Device Timeline

Goldy tracks GPU completion with a monotonic timeline counter — a u64 value (TimelineValue) that increments with each submission. This replaces fence-per-submission models with a single, always-increasing counter on the device.

TimelineValue

Every non-blocking submission returns a TimelineValue:

#![allow(unused)]
fn main() {
let tv: TimelineValue = graph.submit(&device)?;
}

This value represents a point on the device's timeline. When the GPU finishes executing that submission, the timeline advances past tv.

Both TaskGraph::submit and ComputeEncoder::submit return timeline values. Surface presentation via Frame::present also returns one.

Querying GPU progress

device.gpu_progress() returns the latest completed timeline value without blocking:

#![allow(unused)]
fn main() {
let current = device.gpu_progress();
if current >= tv {
    // submission has finished — safe to read back results
}
}

This is a lightweight query (single atomic read on most backends) suitable for polling in a loop or checking once per frame.

Waiting for completion

device.wait_until(value) blocks the current thread until the GPU timeline reaches at least value:

#![allow(unused)]
fn main() {
let tv = graph.submit(&device)?;

// CPU work while GPU executes...
prepare_next_frame();

// Block until this specific submission completes
device.wait_until(tv)?;
}

For bounded waits, use wait_until_timeout:

#![allow(unused)]
fn main() {
let completed = device.wait_until_timeout(tv, 1000)?; // 1 second timeout
if !completed {
    // GPU hasn't finished yet — handle timeout
}
}

Blocking dispatch

For simple cases where you don't need CPU/GPU overlap, dispatch combines submit + wait:

#![allow(unused)]
fn main() {
graph.dispatch(&device)?; // submits and blocks until complete
}

This is equivalent to:

#![allow(unused)]
fn main() {
let tv = graph.submit(&device)?;
device.wait_until(tv)?;
}

How this differs from fence-based synchronization

Traditional GPU APIs use one fence object per submission. You create a fence, attach it to a submit call, then query or wait on that specific fence. Managing multiple in-flight submissions means tracking multiple fence objects.
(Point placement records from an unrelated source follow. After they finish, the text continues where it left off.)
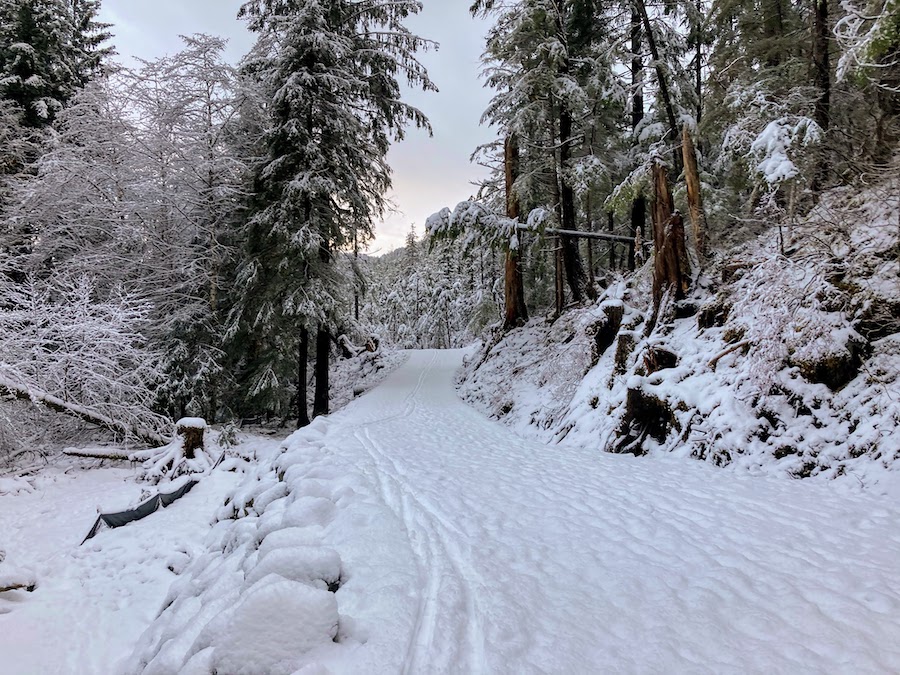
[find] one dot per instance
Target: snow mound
(274, 624)
(264, 598)
(13, 486)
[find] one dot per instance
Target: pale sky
(429, 173)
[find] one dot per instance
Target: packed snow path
(540, 559)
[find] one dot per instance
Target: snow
(192, 423)
(92, 602)
(462, 547)
(772, 148)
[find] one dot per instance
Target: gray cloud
(429, 173)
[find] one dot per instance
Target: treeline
(179, 238)
(613, 114)
(184, 237)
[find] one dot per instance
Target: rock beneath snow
(834, 367)
(605, 330)
(13, 486)
(15, 579)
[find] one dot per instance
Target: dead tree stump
(190, 430)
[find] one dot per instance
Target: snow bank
(13, 486)
(265, 595)
(790, 368)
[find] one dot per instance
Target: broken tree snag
(695, 201)
(190, 430)
(516, 313)
(670, 268)
(74, 410)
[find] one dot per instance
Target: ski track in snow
(544, 559)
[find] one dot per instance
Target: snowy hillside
(408, 533)
(789, 367)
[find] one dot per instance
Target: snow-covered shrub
(788, 369)
(191, 451)
(87, 352)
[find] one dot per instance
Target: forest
(561, 430)
(187, 237)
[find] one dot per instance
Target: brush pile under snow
(791, 367)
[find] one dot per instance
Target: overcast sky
(429, 173)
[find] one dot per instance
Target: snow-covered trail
(530, 558)
(93, 600)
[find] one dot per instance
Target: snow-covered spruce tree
(869, 34)
(432, 294)
(48, 49)
(188, 103)
(330, 70)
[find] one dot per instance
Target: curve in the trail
(542, 559)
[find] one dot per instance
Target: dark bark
(514, 286)
(638, 226)
(191, 438)
(639, 205)
(695, 199)
(323, 352)
(822, 69)
(302, 378)
(560, 283)
(611, 224)
(58, 405)
(575, 276)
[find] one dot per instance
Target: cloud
(429, 172)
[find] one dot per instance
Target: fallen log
(18, 587)
(74, 410)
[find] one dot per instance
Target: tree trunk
(822, 68)
(639, 205)
(695, 200)
(302, 356)
(323, 350)
(589, 213)
(575, 276)
(514, 287)
(560, 284)
(611, 226)
(191, 437)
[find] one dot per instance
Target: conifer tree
(330, 71)
(48, 49)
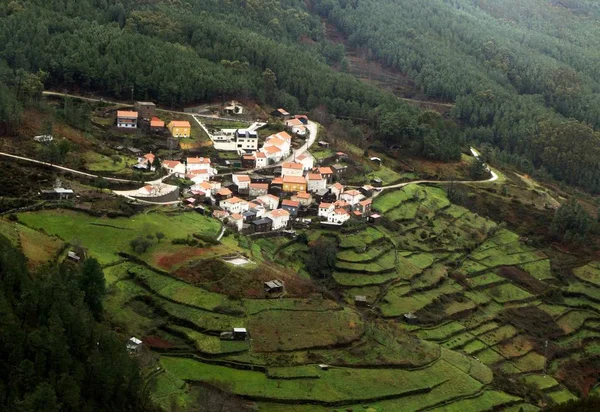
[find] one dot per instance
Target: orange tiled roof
(294, 179)
(180, 123)
(126, 113)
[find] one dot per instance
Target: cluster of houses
(257, 203)
(146, 111)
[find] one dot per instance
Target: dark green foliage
(511, 74)
(91, 282)
(571, 222)
(477, 170)
(53, 354)
(590, 404)
(321, 258)
(140, 244)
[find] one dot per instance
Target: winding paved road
(66, 169)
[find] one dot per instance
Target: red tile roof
(292, 165)
(180, 123)
(156, 122)
(126, 113)
(294, 179)
(290, 203)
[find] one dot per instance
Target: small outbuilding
(360, 300)
(134, 345)
(235, 334)
(274, 286)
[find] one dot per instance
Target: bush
(140, 244)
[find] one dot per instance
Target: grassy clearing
(385, 262)
(488, 400)
(498, 335)
(543, 382)
(574, 320)
(211, 345)
(334, 385)
(182, 292)
(38, 247)
(356, 279)
(540, 270)
(508, 293)
(308, 371)
(442, 332)
(105, 237)
(371, 253)
(396, 302)
(561, 396)
(277, 330)
(588, 273)
(391, 199)
(361, 239)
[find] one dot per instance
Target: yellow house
(180, 128)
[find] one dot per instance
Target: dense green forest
(517, 70)
(54, 355)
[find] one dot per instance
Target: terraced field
(453, 302)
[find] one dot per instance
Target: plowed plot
(523, 279)
(280, 330)
(588, 273)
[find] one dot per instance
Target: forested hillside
(53, 353)
(517, 69)
(179, 53)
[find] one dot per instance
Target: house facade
(246, 139)
(234, 205)
(315, 182)
(338, 216)
(292, 169)
(280, 218)
(294, 184)
(258, 189)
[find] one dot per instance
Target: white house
(304, 198)
(296, 126)
(292, 169)
(352, 197)
(273, 154)
(234, 205)
(210, 188)
(246, 139)
(198, 163)
(236, 221)
(258, 189)
(145, 162)
(242, 182)
(127, 119)
(307, 161)
(282, 140)
(325, 209)
(315, 182)
(280, 218)
(261, 160)
(338, 216)
(174, 167)
(271, 202)
(198, 176)
(337, 189)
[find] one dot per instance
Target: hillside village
(279, 184)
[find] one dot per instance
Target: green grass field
(105, 237)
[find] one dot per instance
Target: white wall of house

Goldy's timeline is a single monotonic counter shared across all submissions on a device:

Fence-basedTimeline-based
TrackingOne fence per submissionOne counter for the device
QueryPoll each fence individuallygpu_progress() >= value
WaitWait on a specific fencewait_until(value)
OrderingFences are independentValues are monotonically ordered
Multi-frameTrack N fence objectsCompare N u64 values

Because timeline values are ordered, you can reason about completion transitively: if gpu_progress() >= tv_b and tv_b > tv_a, then tv_a has also completed.

Practical use cases

CPU readback after compute

#![allow(unused)]
fn main() {
let tv = graph.submit(&device)?;
device.wait_until(tv)?;

let result: Vec<f32> = buffer.read_data(0)?;
}

Multi-frame pipelining

Overlap CPU frame N+1 preparation with GPU frame N execution:

#![allow(unused)]
fn main() {
let mut pending: Option<TimelineValue> = None;

loop {
    // Wait for the previous frame to finish before reusing its resources
    if let Some(tv) = pending {
        device.wait_until(tv)?;
    }

    // Prepare frame N+1 on the CPU
    update_uniforms(&uniform_buffer)?;

    // Submit frame N+1 — GPU starts working, CPU continues
    let tv = graph.submit(&device)?;
    pending = Some(tv);

    // CPU work for the next iteration...
}
}

Polling without blocking

Check completion in a non-blocking render loop:

#![allow(unused)]
fn main() {
let tv = graph.submit(&device)?;

loop {
    if device.gpu_progress() >= tv {
        break; // done
    }
    // do other work, yield, etc.
}
}

Resource lifetime

Dropping a Buffer or Texture may be deferred internally: the GPU memory stays alive until all submissions that reference it have completed. Submit (or present a frame) before dropping resources that must outlive those commands.